Syntax error, need help
Posted: Thu Aug 12, 2004 10:56 am
I have a page that is supposed to show different things depending on the level the user's account has. But i keep getting this error:
You have an error in your SQL syntax. Check the manual that corresponds to your MySQL server version for the right syntax to use near '' at line 1
this is my script:
You have an error in your SQL syntax.

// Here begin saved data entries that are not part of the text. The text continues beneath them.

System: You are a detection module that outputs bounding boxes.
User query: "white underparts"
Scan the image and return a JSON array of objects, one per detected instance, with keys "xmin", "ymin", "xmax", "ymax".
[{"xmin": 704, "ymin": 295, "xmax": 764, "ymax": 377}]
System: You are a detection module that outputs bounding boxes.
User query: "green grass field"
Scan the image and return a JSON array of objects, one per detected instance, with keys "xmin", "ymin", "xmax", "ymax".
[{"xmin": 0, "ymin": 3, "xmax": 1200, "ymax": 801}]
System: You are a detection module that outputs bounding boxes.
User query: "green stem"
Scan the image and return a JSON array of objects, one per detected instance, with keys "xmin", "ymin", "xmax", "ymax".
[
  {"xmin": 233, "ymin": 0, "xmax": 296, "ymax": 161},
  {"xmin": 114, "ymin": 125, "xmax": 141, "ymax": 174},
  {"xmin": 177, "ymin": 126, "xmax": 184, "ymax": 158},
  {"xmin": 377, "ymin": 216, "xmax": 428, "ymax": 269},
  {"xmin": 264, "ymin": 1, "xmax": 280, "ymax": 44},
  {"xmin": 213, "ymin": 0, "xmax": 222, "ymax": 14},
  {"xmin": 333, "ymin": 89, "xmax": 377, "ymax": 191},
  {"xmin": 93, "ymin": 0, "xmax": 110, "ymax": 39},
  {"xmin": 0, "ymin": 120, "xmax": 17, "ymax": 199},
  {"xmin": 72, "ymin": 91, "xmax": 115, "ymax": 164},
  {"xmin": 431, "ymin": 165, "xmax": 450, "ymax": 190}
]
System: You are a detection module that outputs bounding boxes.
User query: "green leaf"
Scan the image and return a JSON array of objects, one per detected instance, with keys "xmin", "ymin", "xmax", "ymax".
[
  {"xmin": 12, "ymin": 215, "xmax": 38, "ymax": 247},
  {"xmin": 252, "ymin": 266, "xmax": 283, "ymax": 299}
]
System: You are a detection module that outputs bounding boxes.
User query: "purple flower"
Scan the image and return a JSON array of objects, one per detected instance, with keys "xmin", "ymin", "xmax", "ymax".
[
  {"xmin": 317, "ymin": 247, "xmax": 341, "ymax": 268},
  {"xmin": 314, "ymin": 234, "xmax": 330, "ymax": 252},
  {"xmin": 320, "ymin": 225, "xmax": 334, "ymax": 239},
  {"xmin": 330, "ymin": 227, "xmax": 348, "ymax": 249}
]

Check the manual that corresponds to your MySQL server version for the right syntax to use near '' at line 1
this is my script:
Code: Select all
<?php
$checkcookie = $_COOKIE['terrastormlogin'];
if (isset($checkcookie))
{
$loggedin = '1';
global $loggedin;
global $user;
require('db_info.php');
mysql_connect("$host", "$username", "$password") or die(mysql_error());
mysql_select_db("$database") or die(mysql_error());
$checklevel = mysql_query("SELECT * from accounts WHERE username=$user") or die(mysql_error());
while ($fetch=mysql_fetch_array($checklevel))
{
$level=$fetch['level'];
$user=$fetch['username'];
if ($level = 0)
{
$maincontent = "Normal User";
}
else if ($level = 1)
{
$maincontent = "Moderator";
}
else if ($level = 2)
{
$maincontent = "Low Level Admin";
}
else if ($level = 3)
{
$maincontent = "Admin";
}
else if ($level = 4)
{
$maincontent = "Developer";
}
else if ($level = 5)
{
$maincontent = "God!";
}
}
}
else if (isset($checkcookie))
{
$loggedin = "0";
global $loggedin;
$maincontent = "";
$maincontent .= "Cookie Not Set";
}
?>